В просторном кабинете, наполненном ярким светом, приятно играла классическая музыка и упоительно пахло лавандой. Напротив Германа сидел Куратор – во всяком случае, так этот человек попросил к нему обращаться – и читал информацию на встроенном в столешницу дисплее.
– Я рад вашему возвращению, Герман. – Куратор поднял взгляд и расплылся в улыбке. – В материалах «Атараксии» говорится, что вы близились к успешному завершению программы Коррекции, но затем у вас случился небольшой срыв, вызванный одним досадным инцидентом. После этого вы добровольно согласились на процедуру Стирания.
Герман развел руками и неловко улыбнулся. Вчера его выпустили из «Атараксии» – без единого воспоминания о том, кто он такой. Теперь ему предстояло возвращение в общество под чутким контролем Куратора, который с радушным выражением на лице продолжал свою восторженную речь:
– Результаты вашей Диагностики безупречны! Я рад, что вы с новыми силами возобновите службу во благо общества. Идемте, я провожу вас на рабочее место. Не переживайте, через пару дней вы вернетесь в форму. Стирание ликвидировало негативные воспоминания и эмоции, но ваши навыки быстро восстановятся.
– А чем я занимаюсь? – растерянно поинтересовался Герман, когда Куратор встал из-за стола и подошел к нему ближе.
– У вас, Герман, важная и почетная профессия, – Куратор, похлопав его по плечу, ободряюще улыбнулся.
* * *
Спустя неделю после Стирания Герман полностью втянулся в работу. Говорят, когда-то он был мрачным и раздражительным, но Герман пожимал плечами, когда слышал от коллег истории о своем недавнем срыве: сейчас он жил в абсолютной гармонии с мыслями и поступками.
Он посмотрел на часы, висевшие на стене кабинета. До конца рабочего дня оставалось пять минут. Если он поторопится, то успеет вынести еще одно заключение. Герман потер глаза и уставился на дисплей, где высветились результаты постнатального исследования очередного незапланированного ребенка.
Население годами предупреждали о необходимости согласования беременностей с Селекционерами, но работы у Германа все равно не убавлялось: каждый день он просматривал десятки карт недозволенных детей и принимал решение, кого из них оставить в обществе, а кого – убрать навсегда.
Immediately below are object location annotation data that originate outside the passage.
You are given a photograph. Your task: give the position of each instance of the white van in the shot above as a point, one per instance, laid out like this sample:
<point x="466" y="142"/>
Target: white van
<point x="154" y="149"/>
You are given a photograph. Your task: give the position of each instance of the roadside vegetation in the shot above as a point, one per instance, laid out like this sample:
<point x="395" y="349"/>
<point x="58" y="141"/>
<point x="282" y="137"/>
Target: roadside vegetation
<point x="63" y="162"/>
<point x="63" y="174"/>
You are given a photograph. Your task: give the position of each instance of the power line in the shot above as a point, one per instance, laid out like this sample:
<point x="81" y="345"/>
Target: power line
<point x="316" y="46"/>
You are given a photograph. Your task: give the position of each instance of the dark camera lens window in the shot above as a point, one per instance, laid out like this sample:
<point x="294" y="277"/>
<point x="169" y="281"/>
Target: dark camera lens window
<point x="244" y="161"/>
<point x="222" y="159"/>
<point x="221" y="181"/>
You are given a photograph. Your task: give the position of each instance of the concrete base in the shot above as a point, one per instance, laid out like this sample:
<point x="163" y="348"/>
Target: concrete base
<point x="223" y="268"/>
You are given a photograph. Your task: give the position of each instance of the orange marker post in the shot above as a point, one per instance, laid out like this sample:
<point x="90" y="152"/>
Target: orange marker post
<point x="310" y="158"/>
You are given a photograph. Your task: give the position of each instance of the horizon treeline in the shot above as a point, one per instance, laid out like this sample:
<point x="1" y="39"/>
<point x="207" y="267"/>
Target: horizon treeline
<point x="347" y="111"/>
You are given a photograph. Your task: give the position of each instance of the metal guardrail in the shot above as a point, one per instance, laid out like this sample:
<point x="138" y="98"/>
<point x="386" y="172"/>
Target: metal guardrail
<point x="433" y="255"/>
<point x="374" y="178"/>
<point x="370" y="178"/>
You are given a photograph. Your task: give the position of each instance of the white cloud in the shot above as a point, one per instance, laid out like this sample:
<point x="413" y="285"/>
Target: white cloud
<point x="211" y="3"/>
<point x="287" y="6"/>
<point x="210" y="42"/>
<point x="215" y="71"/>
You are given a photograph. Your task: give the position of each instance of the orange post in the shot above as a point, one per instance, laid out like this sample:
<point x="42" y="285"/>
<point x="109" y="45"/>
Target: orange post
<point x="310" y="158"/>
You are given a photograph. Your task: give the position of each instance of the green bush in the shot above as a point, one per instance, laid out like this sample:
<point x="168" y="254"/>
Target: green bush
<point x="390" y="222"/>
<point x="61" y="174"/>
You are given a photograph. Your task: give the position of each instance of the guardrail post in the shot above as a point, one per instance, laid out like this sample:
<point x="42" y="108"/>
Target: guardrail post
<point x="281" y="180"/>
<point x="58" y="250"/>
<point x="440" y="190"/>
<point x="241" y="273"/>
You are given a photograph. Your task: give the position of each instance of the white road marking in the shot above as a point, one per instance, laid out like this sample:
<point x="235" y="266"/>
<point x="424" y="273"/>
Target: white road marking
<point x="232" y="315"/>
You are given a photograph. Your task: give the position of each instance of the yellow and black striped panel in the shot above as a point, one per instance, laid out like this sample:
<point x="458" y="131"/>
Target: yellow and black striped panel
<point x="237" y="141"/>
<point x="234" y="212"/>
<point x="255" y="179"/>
Герман пробежал глазами по столбикам цифр. Риск возможного агрессивного поведения субъекта НР-1103 составил три процента, и Герман, зевнув, напечатал заключение: «Полная элиминация».
В начале была тишина
В начале была тишина. Но постепенно к ней присоединились глухие удары капель, бьющих о мрак. Тихий шум дождя…
Он пробудился в сырой, стягивающей темноте – и не знал, как здесь оказался. Ничего не видел и не помнил. Тьма пожирала воздух, просачивалась в легкие, смолой растекалась по конечностям, лишая их силы.
Вспышки озарили сознание: он вспомнил свое
Его звали Азария. Древнее имя, которым нарекли его родители. Кто они, живы ли, где их искать – Азария сказать не мог. Кровь шумела в голове, мешала сосредоточиться. Мрак заливал глаза, и тело отказывалось шевелиться. Где он?
Палец… Когда Азария был мальчишкой, ему велели наколоть дрова во дворе. Он делал это и раньше, но только под присмотром старших. В этот раз ему доверили выполнить работу самостоятельно. Детское сердце переполняло наивное чувство важности, и в груди плескалась радость: теперь он взрослый, он сам наколет дрова!
Азария промахнулся и угодил топором по большому пальцу. Тот отскочил в сторону, на сочную зеленую траву, и яркое летнее солнце искрилось в капельках крови.
Он помнил, как кричал от боли, повалившись на землю и зажав руку. Неподалеку развешивала белье мать: Азария видел, как она, стоя к нему спиной, перекидывала ветхие простыни через веревки. Заливаясь слезами, он звал маму, но она так и не повернулась…
Азария попробовал пошевелить покалеченной рукой. Кажется, к нему возвращалась чувствительность. Кончики четырех оставшихся пальцев соприкасались с чем-то шершавым, похожим на грубую ткань, а ноги и плечи упирались в твердое. Да, он лежал. И все тот же мрак перед глазами поглощал звуки дождя где-то снаружи. Но ему было сухо. Азария чувствовал, что тело словно покачивает: иногда его трясло, а иногда – слегка подбрасывало. Где же он?